The sustainability component of the microfinance industry is essential both for its investors and its practitioners. Symbiotics typically assesses each of its target investees, microfinance institutions, not only through a credit rating and financial valuation, but also through a sustainability rating, assessing the social responsibility of its operations.

Emerging Markets ESG:  Mobile phone banking has been heralded as an innovative inclusive banking solution.   However, pilot programs in Haiti and Kenya have revealed numerous challenges.  Has Symbiotics financed any mobile banking programs?  If so, what has your experience shown?

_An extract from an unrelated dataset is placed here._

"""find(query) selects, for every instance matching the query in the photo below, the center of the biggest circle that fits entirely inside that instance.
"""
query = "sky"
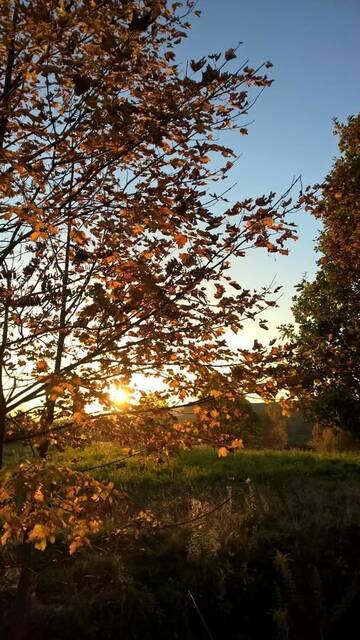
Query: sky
(314, 46)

Roland Dominicé:  The vast majority of microfinance institutions with which Symbiotics works with currently operate mobile banking solutions or are seeking to implement them. We ourselves do not invest directly in mobile banking operators or developers, but certainly encourage our microfinance institution clients to rapidly embrace this technology. Mobile banking greatly increases the outreach capacity of microfinance; by using a technology – mobile phones – which often has a much wider coverage in low income population than banking accounts, it allows for accelerated growth and efficiency for microfinance institutions.

Of course, many challenges remain to be solved in this new development for the industry. The most important one is probably the capacity for central banks and regulators to legislate appropriately and control their domestic and cross-border electronic money flows in order to ensure good client protection mechanisms.

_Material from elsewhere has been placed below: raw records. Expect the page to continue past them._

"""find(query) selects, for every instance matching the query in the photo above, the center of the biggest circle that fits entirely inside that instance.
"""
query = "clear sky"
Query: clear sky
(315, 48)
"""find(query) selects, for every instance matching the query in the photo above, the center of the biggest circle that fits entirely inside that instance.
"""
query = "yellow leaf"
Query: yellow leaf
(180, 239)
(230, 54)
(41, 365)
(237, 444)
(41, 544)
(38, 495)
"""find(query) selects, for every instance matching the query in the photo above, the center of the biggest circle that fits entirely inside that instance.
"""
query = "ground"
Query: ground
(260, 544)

Emerging Markets ESG:  You are the author of the recently published book, Microfinance Investments.  Could you briefly describe one case study of a successful microfinance investment in Africa and one in South America?

Roland Dominicé:  There are many examples of such success cases, in South America, in Africa, and elsewhere.

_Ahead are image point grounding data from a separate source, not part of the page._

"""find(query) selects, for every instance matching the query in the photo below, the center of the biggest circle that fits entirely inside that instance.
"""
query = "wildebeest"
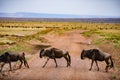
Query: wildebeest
(9, 57)
(53, 53)
(97, 55)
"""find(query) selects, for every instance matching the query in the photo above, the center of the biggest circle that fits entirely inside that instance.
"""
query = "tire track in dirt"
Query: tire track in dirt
(74, 42)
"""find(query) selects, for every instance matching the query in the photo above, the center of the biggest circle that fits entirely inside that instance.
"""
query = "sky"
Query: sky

The most obvious one that comes to mind is that of  BancoSol in Bolivia, which to a large extent has been the reference example of commercial microfinance for the past two decades. Today, BancoSol has grown into one of the largest commercial banks in Bolivia, with more than 250,000 active borrowers, with average credits just above USD 2,000, and 475,000 active savings accounts with average balances of about USD 1,000. Its network has grown into 175 branches and service points, employing over 2,000 staff. Over 45% of the micro-credit clientele are women. The bank also has developed an SME banking activity, accounting for about 10% of its portfolio, and is known for its low income housing financing, accounting for over a quarter of its portfolio. In addition, to savings and loans, it offers today among other innovations: domestic and international money transfers, micro-insurance products (including life and health insurance), debit cards, ATMs, mobile banking, internet banking, utility payments, tax payments, letters of credit, as well as financial services to Bolivian immigrants in Spain and the United States. From a financial perspective, the bank’s loan portfolio constitutes 80% of its assets, which have grown to USD 725 million, with a financial profitability that they have been able to maintain at between 25 and 30% over the past years.

In Africa, a reference institution would be Equity Bank in Kenya, which today accounts for over half of all bank account in Kenya, with more than 7 million clients. Equity Bank is also one of the rare micro-banks in Africa, and worldwide, to be listed on a stock exchange, and is regularly distinguished for sustainability awards.